Decision tree basic concepts

Dec 12, 2018 in ML
3 min read

Decision tree

Decision tree is an essential algorithm in Machine Learning field. Using Decision tree can express all possible functions among the data. Understanding the decision tree requires us to know entropy in the first place.

Entropy

Consider we flip an unbiased coin, and we can get head and tail both in 50% chance. However, if we flip a biased coin, we can get head in 90% chance and tail 10% chance. It is the most possible to have a head instead of a tail. We can see we are less surprised to flip this biased coin.

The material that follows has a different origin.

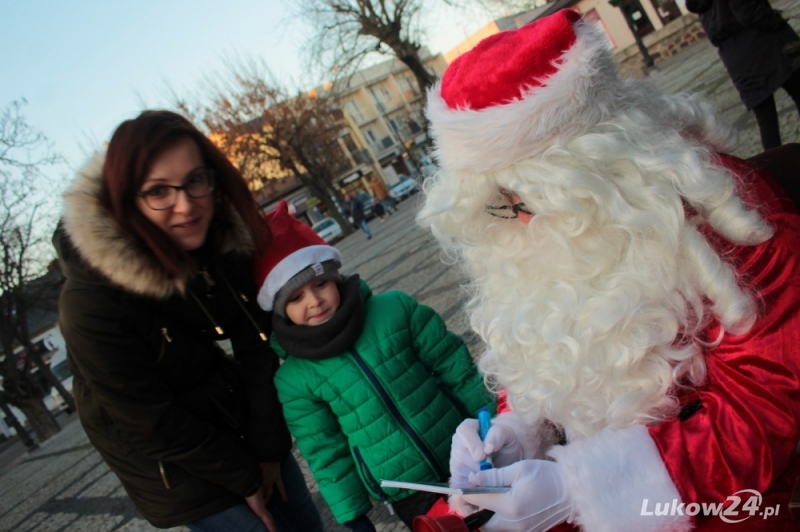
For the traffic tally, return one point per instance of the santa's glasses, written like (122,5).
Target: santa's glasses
(509,210)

Now, let’s define surprise with probability. $$H(p) = -\sum p _ i log _ 2(p _ i)$$ It is the self entropy of the event with probability p. Because probability is always negative. Although we have a negative symbol, the entropy is still positive.

Now we can see flipping unbiased coin’s entropy is 1. Flipping biased coin’s entropy is just 0.469. We can easily prove that the entropy will become the maximum when the probability distribution is uniform.

The key idea here is that entropy represents surprise, uncertainty. The most important idea in machine learning is to reduce uncertainty!

We also could get conditional entropy, $H(X|Y)$, which means the entropy of X when given Y.

$$H(Y|X) = \sum p(X=x _ i) H(Y|X=x _ i)$$

In the middle is I(X; Y), which is called mutual information. If it is zero, it means X and Y are independent with each other. It means the entropy when X and Y both happened.

Decision tree

Here we discuss the most basic binary decision tree. In each attribute, it just has two possible values.

The algorithm is quite simple. Consider we have 10 attributes, we can test each attribute to see known which one could get minimum entropy. In other words, we want to know that given which attribute could help us get the lowest entropy with the rest of attributes.

$$A^* = min H(L|A) = min \sum p(A=a _ i) H(L|A=a _ i) = max I(L;A)$$

It is a greedy algorithm, from the top of the tree, we can know the attribute that contributes the most information in the data — known that one can help us reduce the uncertainty.

The problem is overfitting for decision tree. It is possible for us to have so many branches and overfit the training datasets. The idea to solve the problem is to do pruning on the tree. Pruning of the decision tree is done by replacing a whole subtree by a leaf node. Also with K-fold validation can help us.